NASSAU, BAHAMAS — The Ministry of Tourism and Aviation (MOTA) recently announced it will “strengthen its partnership” with the Royal Bahamas Police Force (RBPF) to facilitate visitor-centric training for selected officers throughout the entire Bahamas, who are at the forefront of visitor interactions.
The initiative is part of the MOTA’s marketing plan, according to Tourism Executive Director Dr Kenneth Romer.
Romer recently engaged in a “critical stakeholder meeting” with Royal Bahamas Police Force (RBPF) Commissioner Paul Rolle at the Police Headquarters, during which he updated the commissioner on the national and global tourism outlook and underscored the importance of strengthening the relationship among tourism stakeholders.
The executive director advanced the notion that more than ever, visitors want to ensure the destinations they come to are safe, and therefore, the policies and personnel of the RBPF are critical links in supporting the destination marketing, management mandate and initiatives of the MOTA.

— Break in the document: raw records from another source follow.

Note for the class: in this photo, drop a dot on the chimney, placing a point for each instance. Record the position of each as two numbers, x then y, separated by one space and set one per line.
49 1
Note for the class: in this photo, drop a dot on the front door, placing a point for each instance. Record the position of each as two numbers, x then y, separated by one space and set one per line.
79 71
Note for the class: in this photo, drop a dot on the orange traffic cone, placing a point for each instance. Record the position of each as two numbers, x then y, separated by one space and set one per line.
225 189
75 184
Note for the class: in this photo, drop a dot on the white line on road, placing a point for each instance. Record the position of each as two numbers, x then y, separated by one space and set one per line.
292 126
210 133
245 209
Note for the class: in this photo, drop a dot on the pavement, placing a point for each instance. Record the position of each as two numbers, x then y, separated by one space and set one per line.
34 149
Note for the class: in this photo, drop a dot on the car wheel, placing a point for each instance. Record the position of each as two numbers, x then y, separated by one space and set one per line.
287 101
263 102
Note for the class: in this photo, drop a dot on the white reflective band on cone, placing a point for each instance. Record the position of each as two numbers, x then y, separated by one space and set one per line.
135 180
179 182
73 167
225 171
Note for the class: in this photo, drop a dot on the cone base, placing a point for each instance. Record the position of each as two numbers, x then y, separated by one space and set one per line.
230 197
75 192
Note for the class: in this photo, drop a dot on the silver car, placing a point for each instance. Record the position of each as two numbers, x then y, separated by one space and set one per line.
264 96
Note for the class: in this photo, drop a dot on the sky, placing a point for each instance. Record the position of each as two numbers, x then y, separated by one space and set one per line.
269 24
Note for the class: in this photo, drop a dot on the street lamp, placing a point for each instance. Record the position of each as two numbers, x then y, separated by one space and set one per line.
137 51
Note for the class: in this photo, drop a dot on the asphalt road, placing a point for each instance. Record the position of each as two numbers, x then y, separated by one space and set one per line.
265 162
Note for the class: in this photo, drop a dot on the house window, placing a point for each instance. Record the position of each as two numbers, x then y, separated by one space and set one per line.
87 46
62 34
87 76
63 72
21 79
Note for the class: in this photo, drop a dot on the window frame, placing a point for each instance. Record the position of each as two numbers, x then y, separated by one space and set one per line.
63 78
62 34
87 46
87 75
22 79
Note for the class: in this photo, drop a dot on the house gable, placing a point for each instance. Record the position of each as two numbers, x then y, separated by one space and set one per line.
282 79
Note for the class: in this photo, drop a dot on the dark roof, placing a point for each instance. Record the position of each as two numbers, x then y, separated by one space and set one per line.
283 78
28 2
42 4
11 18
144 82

“One of the key organizational priorities of the BMOTA is to inspire visitors to return to The Bahamas as lifelong brand ambassadors,” Romer said.
“They will not return to a bad show. Therefore, inspiring their return is a shared priority, and we need all of our strategic partners to view themselves as a valuable extension of our tourism family.
“In this new era, tourism must truly become everybody’s business.”
He added: “The new COVID environment and the accompanying realities it brings make it imperative for all of our tourism partners to take greater ownership in the fight for us to maintain our competitive advantage as a global industry leader, as we consistently explore new opportunities to innovate our product and service offerings.
“We must play to win, instead of simply playing not to lose.”
For his part, Rolle highlighted several new initiatives advanced by his organization to further support the country’s number one industry, since he assumed the leadership rank on March 2, 2020.
“The RBPF takes seriously its vision to make The Bahamas a safer place to live, work, visit and play,” he said.
“Our national policing plan, the strategic assignment of officers and the disbursement of our resources are all reflections of our commitment to work together with tourism for a safer Bahamas.”
Rolle further revealed a number of dynamics currently taking place within the ranks of the police force.
He noted that the Tourism Policing Unit has been re-energized and strengthened with a record-breaking number of officers specifically assigned to the main touristic areas. One of the force’s key management strategies is to focus on the prevention of crime as opposed to responding to crime, in an effort to reduce incidences committed against visitors and residents.
The public can expect to see increased police presence with more innovative approaches to visitor interactions, as well as more robust police patrols and oversight utilizing both technological and traditional measures.
Furthermore, Rolle pledged to provide additional resources to support the Visitor Relations and Safety Unit at the MOTA.
Both Romer and Rolle agreed that the evolving nature of the tourism industry requires ongoing training around global best practices as it relates to crime management and visitor safety and relations.